Ultima Thule

In ancient times the northernmost region of the habitable world - hence, any distant, unknown or mysterious land.

Saturday, July 22, 2006

Heil, Professor!



By Aussiegirl

This article appeared in the July 14 edition of Front Page Magazine, and is a cautionary tale about how Hitler's rise to power was engineered in the halls of academia, and makes an ominous comparison to what is being taught in our own universities. A very long, but fascinating and informative article.

Heil, Professor!
By Phil Orenstein
FrontPageMagazine.com | July 14, 2006


Far too little attention has been paid to addressing the fundamental role that ideological indoctrination in classrooms and lecture halls has played in delivering the atrocities of Nazism to the world. The German university was the ideological originator of Nazism, turning romantic racial myths and superstitions about Germany and the Jews into a systematic “scientific” body of knowledge that gave rise to Nazi racial policy and justified the horrors of the Nazi atrocities. Professors and academics with multiple Ph.D.s eagerly collaborated with the Nazi leadership and selected who was to be sterilized and who lived or died for the glory of the Volk, advocated which races were to be exterminated and which nations were to be invaded and conquered for lebensraum.

Lately, many notable historians and political commentators have been comparing our own time to the ominous prelude to World War II. Herbert London, renowned historian and President of Hudson Institute declared, “we are back in 1940” (4) as global terrorist attacks, proclamations of Jihad, the threat of a nuclear Iran, fatwas against the West and the annihilation of Israel are broadcast from the Middle East on a daily basis. Other historians compare these times to Germany in 1938, when Neville Chamberlain appeased Hitler while Nazi tanks thundered across Europe. Charles Krauthammer, concluding from the current alarming trends that the lessons of the Holocaust are still unlearned, he recounted the apprehension of Bernard Lewis, the world’s preeminent Middle East scholar saying he “confessed that for the first time he feels it is 1938 again….in 1938, in the face of the gathering storm -- a fanatical, aggressive, openly declared enemy of the West, and most determinedly of the Jews -- the world did nothing”. (5)

How could Germany, the home of Goethe, Bach and Beethoven in the heart of advanced European civilization, boasting the world’s highest literacy rate and most highly industrialized economy and a haven for the persecuted Jews of Eastern Europe, give rise in a matter of years to the one of the most barbaric, evil political regimes in human history dedicated to the total extermination of every single Jew in Europe?
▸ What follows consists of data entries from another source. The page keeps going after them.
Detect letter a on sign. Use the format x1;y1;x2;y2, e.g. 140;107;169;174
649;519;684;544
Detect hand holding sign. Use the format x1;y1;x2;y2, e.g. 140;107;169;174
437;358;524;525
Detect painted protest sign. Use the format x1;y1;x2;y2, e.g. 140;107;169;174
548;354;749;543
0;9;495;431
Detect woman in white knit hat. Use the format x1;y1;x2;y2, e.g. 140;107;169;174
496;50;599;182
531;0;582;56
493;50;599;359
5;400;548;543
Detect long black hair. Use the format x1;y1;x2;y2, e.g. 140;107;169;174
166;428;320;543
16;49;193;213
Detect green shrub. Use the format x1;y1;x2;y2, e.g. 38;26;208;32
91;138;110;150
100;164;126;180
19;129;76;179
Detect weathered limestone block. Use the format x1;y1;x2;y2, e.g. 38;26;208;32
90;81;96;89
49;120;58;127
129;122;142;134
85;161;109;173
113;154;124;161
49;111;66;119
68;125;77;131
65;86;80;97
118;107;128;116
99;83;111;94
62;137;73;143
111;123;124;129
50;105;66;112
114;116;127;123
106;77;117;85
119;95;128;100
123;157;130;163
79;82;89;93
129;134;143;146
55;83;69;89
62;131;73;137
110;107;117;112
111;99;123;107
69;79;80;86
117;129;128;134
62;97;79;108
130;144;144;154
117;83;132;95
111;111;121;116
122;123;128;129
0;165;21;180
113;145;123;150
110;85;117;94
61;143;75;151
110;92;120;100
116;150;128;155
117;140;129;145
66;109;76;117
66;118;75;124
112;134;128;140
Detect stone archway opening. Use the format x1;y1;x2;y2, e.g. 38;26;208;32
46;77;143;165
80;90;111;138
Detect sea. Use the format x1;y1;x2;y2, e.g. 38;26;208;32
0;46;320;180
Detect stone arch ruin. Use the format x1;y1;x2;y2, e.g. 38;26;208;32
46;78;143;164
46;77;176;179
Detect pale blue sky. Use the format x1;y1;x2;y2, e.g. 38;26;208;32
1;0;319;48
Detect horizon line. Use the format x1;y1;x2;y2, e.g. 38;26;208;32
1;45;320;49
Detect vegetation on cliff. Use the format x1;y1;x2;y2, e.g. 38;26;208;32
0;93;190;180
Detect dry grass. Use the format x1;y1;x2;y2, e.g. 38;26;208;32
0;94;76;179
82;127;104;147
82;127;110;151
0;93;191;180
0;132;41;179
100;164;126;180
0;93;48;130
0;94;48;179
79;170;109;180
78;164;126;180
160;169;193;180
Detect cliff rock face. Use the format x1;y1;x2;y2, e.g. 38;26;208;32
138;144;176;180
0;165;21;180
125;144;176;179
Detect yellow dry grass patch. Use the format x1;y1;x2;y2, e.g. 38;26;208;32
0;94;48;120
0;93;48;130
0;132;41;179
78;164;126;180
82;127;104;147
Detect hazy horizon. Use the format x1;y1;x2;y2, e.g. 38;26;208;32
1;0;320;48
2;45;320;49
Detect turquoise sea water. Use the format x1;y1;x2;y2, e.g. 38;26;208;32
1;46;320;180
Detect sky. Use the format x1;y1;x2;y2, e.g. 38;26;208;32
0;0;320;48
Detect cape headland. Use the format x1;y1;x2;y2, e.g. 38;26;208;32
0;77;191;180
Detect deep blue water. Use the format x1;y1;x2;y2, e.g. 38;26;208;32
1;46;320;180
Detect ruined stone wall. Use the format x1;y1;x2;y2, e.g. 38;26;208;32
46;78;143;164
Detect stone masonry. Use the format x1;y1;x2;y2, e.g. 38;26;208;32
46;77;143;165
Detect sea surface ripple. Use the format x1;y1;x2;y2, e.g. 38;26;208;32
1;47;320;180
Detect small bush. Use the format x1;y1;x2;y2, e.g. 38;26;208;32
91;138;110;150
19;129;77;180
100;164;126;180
How did a madman like Hitler, a nobody in 1923, become the Chancellor of Germany in 10 years? How did the Nazis impose their will with astonishing ease on such a highly civilized nation leading the population to willingly, with little or no opposition, participate in institutionalized mass murder?
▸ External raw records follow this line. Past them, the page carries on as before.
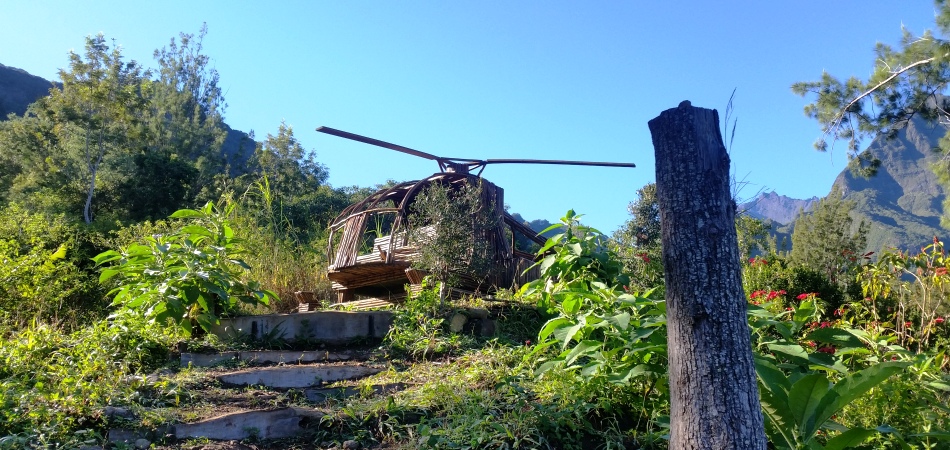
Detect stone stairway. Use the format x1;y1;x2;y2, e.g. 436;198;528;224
105;310;404;449
103;306;499;449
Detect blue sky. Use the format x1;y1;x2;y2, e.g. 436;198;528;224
0;1;940;233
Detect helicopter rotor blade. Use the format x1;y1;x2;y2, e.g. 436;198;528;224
482;159;636;168
316;126;441;161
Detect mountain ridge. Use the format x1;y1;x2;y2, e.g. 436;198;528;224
740;191;819;225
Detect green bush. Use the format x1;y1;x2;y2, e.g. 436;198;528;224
95;201;276;337
0;203;105;329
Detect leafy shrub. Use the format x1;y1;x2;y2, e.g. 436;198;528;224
94;201;276;337
744;252;848;313
0;203;105;329
385;280;475;360
860;239;950;351
408;179;499;292
518;211;669;440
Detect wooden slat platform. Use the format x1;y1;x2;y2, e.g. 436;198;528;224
328;298;397;310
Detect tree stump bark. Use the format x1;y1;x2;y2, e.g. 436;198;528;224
648;101;766;449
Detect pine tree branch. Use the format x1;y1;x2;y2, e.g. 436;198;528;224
841;57;935;117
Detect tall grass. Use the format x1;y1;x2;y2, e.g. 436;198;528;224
231;176;335;313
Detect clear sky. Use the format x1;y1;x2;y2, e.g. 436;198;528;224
0;1;940;233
Scholars have focused on the legacy of Prussian militarism, the dislocations of the Great Depression, the severity of the humiliating treaty of Versailles, Goebbels’ massive propaganda campaign, or the continuing hold of medieval Christian antisemitism. But I believe that the sudden rise of Hitler, the atrocities of World War II, and the Holocaust were the direct result of decades of indoctrination in mythical nationalism and racialist ideologies by German universities, indoctrination that parallels the current work of American universities with respect to identity politics, multiculturalism, deconstructionism, scholar-activism and education for social justice. What happened in Germany in the prewar period is, therefore, a cautionary tale.